Another potentially serious side effect of tarlatamab is ICANS (immune effector cell-associated neurotoxicity syndrome), which includes a number of neurological effects such as severe confusion, impaired attention, tremors, and muscle weakness. It will be. ICANS were more common in patients in the 100 mg treatment group, with one patient in each dose group discontinuing treatment completely.
Both ICANS and cytokine release syndrome are commonly seen with other immunotherapies that activate T cells to kill cancer cells, such as BiTE and CAR T cell therapies.
Challenges, concerns and questions remain
Dr. Thomas noted that the trial was not designed to compare tarlatamab with standard treatment for SCLC. “But we have solid historical data on how quickly the disease progresses with standard treatments.”
Another problem, he said, is that current practice requires that all patients with advanced SCLC be treated with chemotherapy and immune checkpoint inhibitors at the time of diagnosis. However, about one in four participants in this trial had not received treatment with an immune checkpoint inhibitor. Therefore, it would be useful to know how effective tarlatamab is in people whose cancer has returned despite previous immunotherapy, he explained.
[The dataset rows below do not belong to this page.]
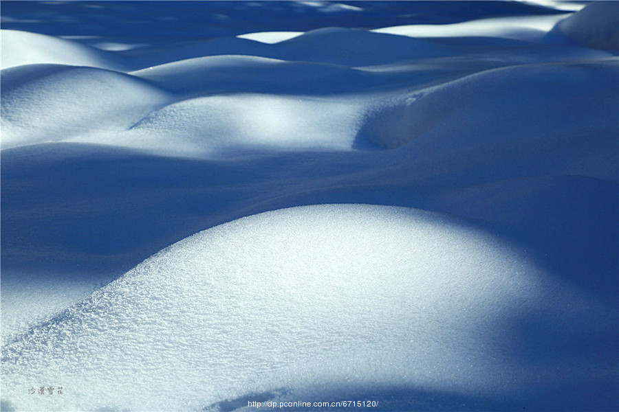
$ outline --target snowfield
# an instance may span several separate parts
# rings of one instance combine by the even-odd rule
[[[2,411],[619,409],[619,2],[1,19]]]

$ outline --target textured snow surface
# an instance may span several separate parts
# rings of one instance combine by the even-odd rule
[[[618,4],[3,1],[1,409],[619,409]]]
[[[598,309],[440,216],[296,207],[188,238],[29,330],[4,347],[4,379],[18,385],[3,394],[27,410],[197,409],[279,387],[318,398],[343,382],[498,397],[519,386],[517,371],[556,378],[514,367],[506,343],[536,339],[506,324],[532,317],[562,329],[567,315],[571,328],[599,333],[604,322],[587,313]],[[545,367],[573,373],[589,352]],[[33,380],[62,381],[72,395],[24,394]]]

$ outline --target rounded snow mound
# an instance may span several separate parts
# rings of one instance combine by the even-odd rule
[[[594,49],[619,50],[619,2],[588,4],[556,27],[576,43]]]
[[[91,66],[122,70],[118,56],[53,36],[19,30],[1,30],[2,69],[35,64]]]
[[[2,394],[26,410],[186,411],[334,385],[487,391],[517,333],[499,325],[541,301],[536,272],[420,210],[263,213],[161,251],[5,345]],[[28,395],[43,382],[65,394]]]
[[[525,166],[514,153],[526,152],[528,170],[545,165],[541,174],[614,179],[618,69],[611,58],[482,71],[374,105],[357,138],[407,146],[417,163],[435,157],[464,168],[484,152],[508,175]]]
[[[2,148],[122,130],[170,101],[142,79],[93,67],[12,67],[2,86]]]
[[[347,100],[307,96],[199,98],[150,113],[116,144],[189,157],[235,156],[261,149],[348,150],[360,107]]]

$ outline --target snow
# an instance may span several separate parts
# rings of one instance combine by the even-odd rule
[[[619,3],[592,3],[560,21],[557,28],[583,45],[619,50]]]
[[[18,388],[33,374],[62,380],[77,391],[54,399],[63,410],[196,410],[281,385],[312,387],[319,399],[345,376],[353,387],[499,396],[496,380],[519,369],[501,347],[516,331],[502,323],[528,316],[561,328],[569,313],[573,328],[599,327],[587,313],[599,309],[577,292],[546,295],[555,283],[497,239],[441,216],[362,205],[282,209],[166,248],[8,345],[3,374]],[[567,296],[583,301],[569,308]],[[50,407],[20,391],[3,393],[21,408]]]
[[[617,4],[3,2],[2,410],[617,410]]]

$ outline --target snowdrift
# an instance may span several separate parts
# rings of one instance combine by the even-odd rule
[[[565,20],[556,30],[588,47],[619,50],[619,3],[595,1]]]
[[[617,4],[456,3],[3,2],[2,410],[619,409]]]
[[[536,350],[547,356],[568,323],[593,336],[609,320],[592,318],[598,308],[578,294],[569,295],[578,308],[565,304],[567,293],[497,239],[440,216],[279,210],[166,248],[4,348],[5,382],[30,387],[36,376],[74,396],[50,400],[6,387],[3,396],[21,409],[197,410],[297,388],[318,399],[345,382],[347,390],[397,385],[509,398],[502,388],[523,376],[510,365],[514,351],[537,339],[506,323],[555,323]],[[562,375],[592,354],[562,350],[574,356],[553,365]],[[528,378],[553,379],[536,363]]]

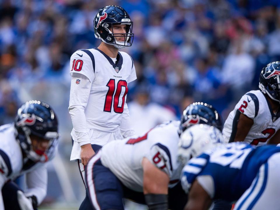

Possible side effects are also a concern. There were few serious cases of cytokine release syndrome in the trial, and most occurred after the first or second dose of tarlatamab. Still, patients were required to stay in the hospital for a few days as a precaution while receiving their first few infusions of tarlatamab, so the potential risk of side effects from early dosing is “an important consideration,” Dr. Thomas said.
Additionally, people need to be in generally good health to take part in clinical trials, and potentially serious side effects could be more severe in people who are in poorer health, he continued.
For all these reasons, it's important to know “how to best manage side effects so that patients don't have to be hospitalized, how to predict, prevent and treat them,” Dr. Thomas said.
They also noted that some patients died within six weeks of starting treatment, before the research team could assess whether the deaths were due to worsening of the cancer. “We need to better understand whether these early deaths are due to side effects.”
Finally, Dr. Garrido said another challenge is to identify biomarkers that can predict which patients are most likely to respond to tarlatamab. The researchers focused on DLL3 on tumor cells as a potential biomarker, but whether a person responds to the drug does not seem to be related to the presence or absence of DLL3 in the tumor, the researchers reported. .
“Despite many challenges, these results give new hope to patients,” Dr. Garrido said.